Emloyee Benefits & Executive Compensation Monthly Minute
Final Regulations Make 401(k) Hardships Easier
On September 19, 2019, the final regulations were published making 401(k) hardships easier for participants. Although there are no major departures from last year’s proposed regulations, plan administrators will want to be aware of several key updates, including –
- The list of safe harbor expenses that are considered to satisfy the “immediate and heavy financial need” threshold has been expanded: the home casualty hardship reason is not limited by IRC 165(h)(5) and need not be in a federally declared disaster area, and expenses incurred as a result of certain federally declared disasters are now added to the list of safe harbor expenses for employees who live or work in a disaster area. Relatedly, the Treasury and IRS expect that no more special disaster-relief announcements will be needed.
- Primary designated beneficiaries under the plan may be included among the individuals for whom qualifying medical, educational and funeral expenses may be incurred.
- As in the proposed rules, the six-month suspension of 401(k) contributions is prohibited. There is also no requirement to take plan loans prior to obtaining a hardship distribution (plans may still choose to include a loan requirement).
- Hardship distributions are now permitted from elective contributions, QNECs, QMACs and earnings thereon, but plans may still opt to limit the type of contributions available for hardships.
- The rules for determining if a distribution is necessary to satisfy immediate and heavy financial need are simplified: a hardship distribution may not exceed the amount of the need, the employee must have obtained other available, non-hardship distributions, and the employee must provide a representation that he/she otherwise has insufficient cash or liquid assets. Regarding employee representations, telephonic verbal representations are permitted if recorded. Further, plan administrators may rely on an employee’s representation absent actual knowledge to the contrary. The guidance states that the “actual knowledge” rule is limited to situations where the plan administrator already has sufficiently accurate information to determine the employee’s veracity.
- Minimum distribution amounts for a hardship are permitted, as long as they are nondiscriminatory.
Although the new hardship rules may make hardship withdrawals less burdensome for employees, keeping up with the operational updates may be a challenge. Since many of the hardship changes are permissive, plan administrators will want to consider which of these changes are consistent with their goals. If those goals include providing participants with more access to savings in times of pre-retirement need, then taking steps to loosen the restrictions on hardship withdrawals presents a meaningful opportunity. To take full advantage of this opportunity, in addition to adopting plan amendments effective for January 1, 2020, be sure to communicate these changes to your participants in the SPD, SMM and safe-harbor notice.

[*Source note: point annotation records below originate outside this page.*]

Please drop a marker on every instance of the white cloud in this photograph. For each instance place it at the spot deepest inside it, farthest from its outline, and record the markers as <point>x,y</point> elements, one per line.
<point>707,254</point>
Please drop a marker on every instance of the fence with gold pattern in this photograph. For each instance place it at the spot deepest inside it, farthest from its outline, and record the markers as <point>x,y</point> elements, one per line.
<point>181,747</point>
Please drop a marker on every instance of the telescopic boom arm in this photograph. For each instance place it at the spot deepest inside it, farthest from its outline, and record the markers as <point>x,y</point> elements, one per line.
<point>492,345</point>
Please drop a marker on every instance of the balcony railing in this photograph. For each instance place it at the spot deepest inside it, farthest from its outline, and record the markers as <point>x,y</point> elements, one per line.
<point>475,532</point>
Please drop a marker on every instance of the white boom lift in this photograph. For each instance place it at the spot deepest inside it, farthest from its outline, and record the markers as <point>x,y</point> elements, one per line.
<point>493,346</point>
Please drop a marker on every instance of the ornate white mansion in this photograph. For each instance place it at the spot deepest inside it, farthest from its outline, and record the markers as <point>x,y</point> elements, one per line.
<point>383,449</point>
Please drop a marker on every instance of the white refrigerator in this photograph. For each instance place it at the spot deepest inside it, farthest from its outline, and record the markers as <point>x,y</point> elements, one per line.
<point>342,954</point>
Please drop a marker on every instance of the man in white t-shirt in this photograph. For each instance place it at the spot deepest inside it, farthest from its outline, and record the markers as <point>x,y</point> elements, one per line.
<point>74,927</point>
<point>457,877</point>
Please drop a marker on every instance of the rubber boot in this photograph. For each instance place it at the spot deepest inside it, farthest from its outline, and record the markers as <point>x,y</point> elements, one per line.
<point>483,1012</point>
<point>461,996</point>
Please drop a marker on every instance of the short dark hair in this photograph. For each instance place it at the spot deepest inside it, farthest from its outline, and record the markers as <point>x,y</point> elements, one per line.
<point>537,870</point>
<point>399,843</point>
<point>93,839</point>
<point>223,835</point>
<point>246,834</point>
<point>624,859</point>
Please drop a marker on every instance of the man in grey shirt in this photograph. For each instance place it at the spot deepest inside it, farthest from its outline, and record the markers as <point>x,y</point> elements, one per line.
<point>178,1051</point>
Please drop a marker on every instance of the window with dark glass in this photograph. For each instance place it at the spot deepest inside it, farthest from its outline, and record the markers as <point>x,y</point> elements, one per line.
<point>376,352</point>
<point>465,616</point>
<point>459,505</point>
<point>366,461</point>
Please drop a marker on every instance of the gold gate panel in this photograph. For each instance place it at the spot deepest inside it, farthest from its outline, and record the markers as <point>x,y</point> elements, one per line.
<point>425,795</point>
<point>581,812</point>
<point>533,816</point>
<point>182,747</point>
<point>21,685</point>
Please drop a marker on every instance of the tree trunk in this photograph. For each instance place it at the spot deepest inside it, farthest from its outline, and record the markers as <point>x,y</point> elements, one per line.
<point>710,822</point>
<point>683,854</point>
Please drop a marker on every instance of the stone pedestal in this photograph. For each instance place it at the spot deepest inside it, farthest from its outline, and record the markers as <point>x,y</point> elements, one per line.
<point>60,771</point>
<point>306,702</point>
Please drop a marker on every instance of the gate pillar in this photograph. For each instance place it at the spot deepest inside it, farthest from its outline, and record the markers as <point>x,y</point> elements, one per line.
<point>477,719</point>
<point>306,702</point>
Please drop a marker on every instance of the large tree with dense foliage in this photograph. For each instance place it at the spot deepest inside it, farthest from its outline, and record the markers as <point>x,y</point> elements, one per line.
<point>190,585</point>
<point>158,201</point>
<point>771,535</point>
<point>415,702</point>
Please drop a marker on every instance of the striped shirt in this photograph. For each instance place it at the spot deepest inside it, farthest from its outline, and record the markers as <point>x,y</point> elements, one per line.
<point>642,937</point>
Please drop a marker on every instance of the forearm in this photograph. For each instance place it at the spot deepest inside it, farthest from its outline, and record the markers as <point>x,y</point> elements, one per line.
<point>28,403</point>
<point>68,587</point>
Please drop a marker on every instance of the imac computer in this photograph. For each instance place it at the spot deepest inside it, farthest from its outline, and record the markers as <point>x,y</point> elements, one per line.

Your Rx Accumulator Program is Safe - For Now
In our August Monthly Minute, we touched on the precarious future of drug accumulator programs in light of recently released guidance that appeared to significantly limit their application and usefulness from a cost-management perspective. Some of those fears have just been put to rest – for the time being. On August 26, 2019, new guidance was released that acknowledged certain ambiguities about the treatment of drug manufacturer’s coupons in circumstances other than in which there is a medically appropriate generic equivalent available. Although the new guidance did not actually rectify the ambiguity, it did provide that clarifying rulemaking will be forthcoming for 2021. And, perhaps more importantly, until the 2021 rulemaking is issued and effective, the Departments stated that they will not initiate enforcement action if a group health plan excludes the value of drug manufacturers’ coupons from the annual limitation on cost sharing, including in circumstances in which there is no medically appropriate generic equivalent available. In short, this is good news for your 2020 accumulator program.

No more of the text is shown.